Ben Broussard of Denim Group presented at OWASP Austin on 9/30 and highlighted a really interesting new kind of attack – Account Entrapment.
What is Account Entrapment?
Counter-intuitive at first glance, it’s not about an attacker gaining access to the victim account. It’s the opposite. It is the attacker being able to log the victim into his account without the victim knowing it. It’s done for the attacker’s gain, obviously.
3 Ways the Attacker Gains with Account Entrapment
Tell Me Your Secrets
It can get the victim to put their information into the attacker’s account. Use cases include credit card information, tax preparation and things like Dropbox. You are tricked into thinking you are working with your own account, but it is in fact the attacker’s.
Do My Homework
It can get the victim to do work for the attacker. Use cases include online poker tournaments, online homework, online bill pay, contests and sites like Fiverr.com. When the victim believes they are working under their own credentials, but are working under the attacker’s, the attacker can make them “do my homework.”
I Was Framed!
It can frame the victim by making it look like the victim has hacked the attacker – making it possible for them to frame the victim for hacking. This strategy could work for getting a boss or co-worker fired and other manipulation.
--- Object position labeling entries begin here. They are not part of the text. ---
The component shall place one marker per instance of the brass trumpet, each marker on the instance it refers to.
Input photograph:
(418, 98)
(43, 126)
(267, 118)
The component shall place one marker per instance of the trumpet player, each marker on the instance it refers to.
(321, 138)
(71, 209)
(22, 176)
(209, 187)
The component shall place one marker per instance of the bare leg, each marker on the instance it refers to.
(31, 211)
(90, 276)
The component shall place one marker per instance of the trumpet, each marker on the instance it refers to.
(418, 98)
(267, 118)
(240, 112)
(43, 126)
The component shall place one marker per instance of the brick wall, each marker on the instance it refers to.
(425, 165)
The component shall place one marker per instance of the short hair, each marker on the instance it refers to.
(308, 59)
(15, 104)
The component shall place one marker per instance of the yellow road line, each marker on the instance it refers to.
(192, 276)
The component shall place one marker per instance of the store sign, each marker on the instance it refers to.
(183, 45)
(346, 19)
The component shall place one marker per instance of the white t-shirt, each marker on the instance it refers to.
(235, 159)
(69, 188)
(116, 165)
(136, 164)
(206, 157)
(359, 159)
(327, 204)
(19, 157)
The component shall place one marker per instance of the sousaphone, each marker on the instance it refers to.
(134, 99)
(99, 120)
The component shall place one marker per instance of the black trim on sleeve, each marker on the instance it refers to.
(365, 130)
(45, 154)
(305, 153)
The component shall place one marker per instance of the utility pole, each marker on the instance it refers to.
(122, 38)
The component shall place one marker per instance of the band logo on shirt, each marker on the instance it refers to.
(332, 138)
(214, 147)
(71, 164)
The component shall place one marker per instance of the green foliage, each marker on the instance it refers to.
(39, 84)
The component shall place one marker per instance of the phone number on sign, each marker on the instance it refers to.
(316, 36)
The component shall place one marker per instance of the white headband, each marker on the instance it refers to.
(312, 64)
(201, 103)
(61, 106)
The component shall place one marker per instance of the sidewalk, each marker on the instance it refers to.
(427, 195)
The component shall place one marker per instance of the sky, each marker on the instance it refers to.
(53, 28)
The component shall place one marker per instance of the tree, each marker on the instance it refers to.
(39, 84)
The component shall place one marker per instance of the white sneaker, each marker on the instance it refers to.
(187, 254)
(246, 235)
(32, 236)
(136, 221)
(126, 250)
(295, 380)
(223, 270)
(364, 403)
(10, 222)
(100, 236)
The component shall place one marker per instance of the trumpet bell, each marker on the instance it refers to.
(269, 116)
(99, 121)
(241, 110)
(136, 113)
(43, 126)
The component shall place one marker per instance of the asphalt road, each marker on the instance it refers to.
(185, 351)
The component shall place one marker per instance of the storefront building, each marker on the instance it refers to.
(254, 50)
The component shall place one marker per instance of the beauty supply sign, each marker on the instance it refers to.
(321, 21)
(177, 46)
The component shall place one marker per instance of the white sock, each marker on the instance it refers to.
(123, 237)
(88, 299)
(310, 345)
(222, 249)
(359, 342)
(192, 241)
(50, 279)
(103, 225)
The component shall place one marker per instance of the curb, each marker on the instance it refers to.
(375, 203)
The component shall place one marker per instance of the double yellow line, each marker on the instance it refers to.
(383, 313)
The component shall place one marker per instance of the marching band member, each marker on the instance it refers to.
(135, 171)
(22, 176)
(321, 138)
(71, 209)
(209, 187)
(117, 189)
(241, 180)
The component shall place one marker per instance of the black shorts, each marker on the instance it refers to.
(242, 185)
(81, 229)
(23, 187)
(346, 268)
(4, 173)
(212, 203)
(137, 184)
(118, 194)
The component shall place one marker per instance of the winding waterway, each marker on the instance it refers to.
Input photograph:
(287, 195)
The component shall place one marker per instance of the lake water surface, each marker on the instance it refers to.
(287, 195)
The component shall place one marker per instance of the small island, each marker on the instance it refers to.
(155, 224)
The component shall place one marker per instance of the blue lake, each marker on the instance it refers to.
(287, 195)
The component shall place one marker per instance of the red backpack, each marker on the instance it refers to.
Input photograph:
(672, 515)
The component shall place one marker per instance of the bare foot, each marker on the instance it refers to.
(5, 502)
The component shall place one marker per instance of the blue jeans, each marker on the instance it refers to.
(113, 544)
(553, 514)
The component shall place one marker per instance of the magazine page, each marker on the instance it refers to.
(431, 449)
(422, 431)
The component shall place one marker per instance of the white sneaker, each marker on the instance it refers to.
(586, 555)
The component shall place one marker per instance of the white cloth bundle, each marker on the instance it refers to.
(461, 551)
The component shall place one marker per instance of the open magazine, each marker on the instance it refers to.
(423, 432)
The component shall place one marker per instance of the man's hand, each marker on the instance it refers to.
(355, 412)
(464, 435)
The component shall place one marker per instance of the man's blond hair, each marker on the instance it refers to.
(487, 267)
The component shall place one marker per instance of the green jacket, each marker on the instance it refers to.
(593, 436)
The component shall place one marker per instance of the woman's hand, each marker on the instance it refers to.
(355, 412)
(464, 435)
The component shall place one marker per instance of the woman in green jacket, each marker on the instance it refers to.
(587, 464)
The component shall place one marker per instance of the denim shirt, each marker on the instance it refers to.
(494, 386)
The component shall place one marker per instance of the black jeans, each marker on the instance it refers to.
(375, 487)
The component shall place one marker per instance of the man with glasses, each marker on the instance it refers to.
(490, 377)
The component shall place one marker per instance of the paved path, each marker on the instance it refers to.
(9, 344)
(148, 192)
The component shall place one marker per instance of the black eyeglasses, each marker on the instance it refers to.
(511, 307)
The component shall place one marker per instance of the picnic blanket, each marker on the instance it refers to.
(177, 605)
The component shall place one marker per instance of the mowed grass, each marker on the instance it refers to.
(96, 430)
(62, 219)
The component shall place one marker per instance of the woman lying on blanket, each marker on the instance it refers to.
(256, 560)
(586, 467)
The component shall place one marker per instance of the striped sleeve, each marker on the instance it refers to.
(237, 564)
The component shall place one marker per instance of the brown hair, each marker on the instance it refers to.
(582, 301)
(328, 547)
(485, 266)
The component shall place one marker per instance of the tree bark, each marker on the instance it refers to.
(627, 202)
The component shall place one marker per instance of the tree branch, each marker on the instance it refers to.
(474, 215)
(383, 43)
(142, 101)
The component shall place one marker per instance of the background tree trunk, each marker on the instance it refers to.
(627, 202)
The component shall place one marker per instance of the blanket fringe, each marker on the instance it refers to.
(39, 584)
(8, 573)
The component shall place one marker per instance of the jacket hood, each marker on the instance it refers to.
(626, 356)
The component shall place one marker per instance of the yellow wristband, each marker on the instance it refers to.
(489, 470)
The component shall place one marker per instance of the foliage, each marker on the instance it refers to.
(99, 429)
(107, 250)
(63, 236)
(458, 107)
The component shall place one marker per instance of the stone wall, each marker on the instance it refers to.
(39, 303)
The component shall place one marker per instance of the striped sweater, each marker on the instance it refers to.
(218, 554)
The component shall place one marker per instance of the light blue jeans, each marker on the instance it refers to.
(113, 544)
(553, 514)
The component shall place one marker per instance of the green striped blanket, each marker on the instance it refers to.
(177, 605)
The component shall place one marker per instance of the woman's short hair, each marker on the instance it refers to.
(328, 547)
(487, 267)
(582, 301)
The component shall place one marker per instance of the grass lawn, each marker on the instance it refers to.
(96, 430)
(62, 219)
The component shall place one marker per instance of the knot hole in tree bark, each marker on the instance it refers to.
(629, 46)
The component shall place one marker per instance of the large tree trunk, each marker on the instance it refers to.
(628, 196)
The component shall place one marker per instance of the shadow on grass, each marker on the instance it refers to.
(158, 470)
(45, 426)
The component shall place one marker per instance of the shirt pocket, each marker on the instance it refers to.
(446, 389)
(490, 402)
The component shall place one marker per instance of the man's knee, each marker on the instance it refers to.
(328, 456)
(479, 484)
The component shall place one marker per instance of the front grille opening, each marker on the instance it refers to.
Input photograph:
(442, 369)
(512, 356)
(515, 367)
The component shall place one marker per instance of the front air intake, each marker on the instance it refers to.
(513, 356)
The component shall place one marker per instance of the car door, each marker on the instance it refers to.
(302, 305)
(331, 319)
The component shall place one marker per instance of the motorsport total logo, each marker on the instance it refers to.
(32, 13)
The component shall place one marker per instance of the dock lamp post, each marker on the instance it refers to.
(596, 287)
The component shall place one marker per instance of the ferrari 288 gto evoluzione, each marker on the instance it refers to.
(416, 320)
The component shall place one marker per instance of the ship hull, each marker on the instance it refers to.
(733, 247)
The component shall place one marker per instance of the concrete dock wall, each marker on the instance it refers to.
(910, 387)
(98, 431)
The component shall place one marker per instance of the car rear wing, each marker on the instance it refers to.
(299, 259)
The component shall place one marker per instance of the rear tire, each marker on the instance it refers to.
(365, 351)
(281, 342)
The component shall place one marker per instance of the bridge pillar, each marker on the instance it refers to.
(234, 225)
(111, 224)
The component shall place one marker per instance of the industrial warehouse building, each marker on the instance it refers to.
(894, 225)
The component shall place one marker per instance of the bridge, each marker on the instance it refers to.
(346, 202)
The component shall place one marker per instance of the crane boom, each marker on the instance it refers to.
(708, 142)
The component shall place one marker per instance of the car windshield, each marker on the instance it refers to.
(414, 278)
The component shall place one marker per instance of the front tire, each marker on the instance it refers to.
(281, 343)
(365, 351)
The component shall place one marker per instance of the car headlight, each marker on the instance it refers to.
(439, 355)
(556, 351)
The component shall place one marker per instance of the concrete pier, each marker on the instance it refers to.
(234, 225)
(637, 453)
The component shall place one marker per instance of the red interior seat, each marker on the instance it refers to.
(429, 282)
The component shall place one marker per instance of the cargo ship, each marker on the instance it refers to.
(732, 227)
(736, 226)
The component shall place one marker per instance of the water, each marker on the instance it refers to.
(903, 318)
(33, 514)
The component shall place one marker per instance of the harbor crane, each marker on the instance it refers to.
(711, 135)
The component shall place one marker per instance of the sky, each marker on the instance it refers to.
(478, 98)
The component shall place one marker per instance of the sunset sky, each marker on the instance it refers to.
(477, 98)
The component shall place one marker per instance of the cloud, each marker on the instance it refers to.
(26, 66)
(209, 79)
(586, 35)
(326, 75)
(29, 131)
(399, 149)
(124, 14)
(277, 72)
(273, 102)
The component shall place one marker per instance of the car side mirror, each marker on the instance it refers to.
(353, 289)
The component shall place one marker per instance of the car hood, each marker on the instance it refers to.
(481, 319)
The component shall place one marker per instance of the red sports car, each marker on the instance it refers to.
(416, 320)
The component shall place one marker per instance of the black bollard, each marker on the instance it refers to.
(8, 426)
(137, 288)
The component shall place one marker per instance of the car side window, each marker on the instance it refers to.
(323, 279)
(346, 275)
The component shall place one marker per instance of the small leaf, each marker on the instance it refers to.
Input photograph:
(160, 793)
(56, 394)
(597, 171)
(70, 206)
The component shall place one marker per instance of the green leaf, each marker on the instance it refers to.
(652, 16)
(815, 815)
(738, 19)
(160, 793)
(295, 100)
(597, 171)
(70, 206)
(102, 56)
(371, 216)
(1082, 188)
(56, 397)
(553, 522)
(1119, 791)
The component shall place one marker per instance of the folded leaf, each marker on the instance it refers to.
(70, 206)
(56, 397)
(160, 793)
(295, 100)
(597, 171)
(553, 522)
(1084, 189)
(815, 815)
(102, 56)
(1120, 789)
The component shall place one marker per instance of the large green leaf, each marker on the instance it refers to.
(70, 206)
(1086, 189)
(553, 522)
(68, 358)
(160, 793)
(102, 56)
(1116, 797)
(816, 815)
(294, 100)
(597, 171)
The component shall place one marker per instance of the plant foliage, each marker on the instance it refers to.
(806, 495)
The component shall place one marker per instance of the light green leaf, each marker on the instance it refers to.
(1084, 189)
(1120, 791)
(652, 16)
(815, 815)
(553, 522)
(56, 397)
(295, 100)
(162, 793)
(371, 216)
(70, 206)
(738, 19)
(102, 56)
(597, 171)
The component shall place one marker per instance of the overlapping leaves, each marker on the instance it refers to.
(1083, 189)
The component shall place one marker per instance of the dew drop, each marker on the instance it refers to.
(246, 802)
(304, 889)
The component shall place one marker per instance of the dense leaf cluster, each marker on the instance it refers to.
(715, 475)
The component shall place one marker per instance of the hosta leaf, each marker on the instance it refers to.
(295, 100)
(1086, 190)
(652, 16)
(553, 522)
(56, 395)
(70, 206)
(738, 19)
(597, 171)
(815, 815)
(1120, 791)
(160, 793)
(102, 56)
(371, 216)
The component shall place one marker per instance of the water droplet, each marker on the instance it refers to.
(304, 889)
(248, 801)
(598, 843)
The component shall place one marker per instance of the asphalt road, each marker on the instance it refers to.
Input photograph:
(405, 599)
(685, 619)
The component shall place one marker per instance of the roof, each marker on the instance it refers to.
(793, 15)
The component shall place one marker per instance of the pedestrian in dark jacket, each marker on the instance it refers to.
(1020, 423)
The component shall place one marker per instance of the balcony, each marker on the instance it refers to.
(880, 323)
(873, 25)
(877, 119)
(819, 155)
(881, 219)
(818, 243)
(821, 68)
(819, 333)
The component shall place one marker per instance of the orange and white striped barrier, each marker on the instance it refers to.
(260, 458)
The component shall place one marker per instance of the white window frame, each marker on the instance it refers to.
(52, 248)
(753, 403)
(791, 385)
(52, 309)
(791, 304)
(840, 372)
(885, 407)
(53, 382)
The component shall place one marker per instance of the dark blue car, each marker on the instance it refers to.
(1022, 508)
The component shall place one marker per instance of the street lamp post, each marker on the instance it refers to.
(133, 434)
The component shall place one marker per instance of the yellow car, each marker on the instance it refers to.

With repudiation like this, an attacker could also buy and sell stocks online - then if he loses money, he can claim it was the victim actually making the trades, since the victim has been active in his account.
How Does Account Entrapment Work with Cookie Abuse?
Cookie- based attacks involve leveraging the fact that cookies can be used across sister-domains. Due to looser Same-Origin Policy restrictions on cookies, the attack can actually originate from a sister domain. For example, myaccount.bank.com from marketing.bank.com.
The attacker finds a less-sensitive sister domain, like a marketing domain with an XSS or header injection vulnerability as a way to hit his target. Then the attacker tricks the victim to go to the sister site via phishing. The vulnerable sister domain then stores a logged-in session cookie to the victim’s browser. Then when the victim goes to the target site, say myaccount.bank.com, they’re actually in the attacker’s account. Now, they might notice on Facebook, but would they on Amazon.com? And if the path is set to a specific area, the victim may log into their own account and not notice the transition to the attacker’s account.
How to Defend Against Account Entrapment via Cookie Abuse
The sad truth is that the only defense is to remove XSS and header injection vulnerabilities everywhere in your web applications.
Ben also described some suboptimal defenses such as using different domains, not subdomains, for your critical web applications. You can also use referrer checking on every page, which will enforce the process of going to the login page first. This will stop attackers from forwarding victims to a logged-in page. However, as Ben pointed out, it also breaks stuff and can lead to user dissatisfaction.
Ben also suggested that web application developers also protect critical actions (like accessing money) by requiring the user to submit their password along with the request. This request under the attacker’s account would then fail. It’s pesky for users, however.
Another suboptimal remedy would be to make it very obvious to the user which account he is logged into – putting everything under one path/URL and tracking navigation through the query string.
Why is this happening?!?
So, what usually enables all of this nastiness to happen? For one thing, phishing, where the user voluntarily clicks on a link that downloads malware The typical attack vector is the victim clicking a link that forces the browser to take actions or phishing. Another attack vector involves the clever attacker search-engine-optimizing the malicious site to draw victims in.
Ben also discussed Account Entrapment with Login Cross Site Request Forgery (CSRF), which is a blog for another day!
For more information on Account Entrapment, check out Ben’s slides.
All of this highlights the need for businesses to monitor their networks and systems on an ongoing basis, both for the vulnerabilities Ben discussed, and also for activity indicative of an attack.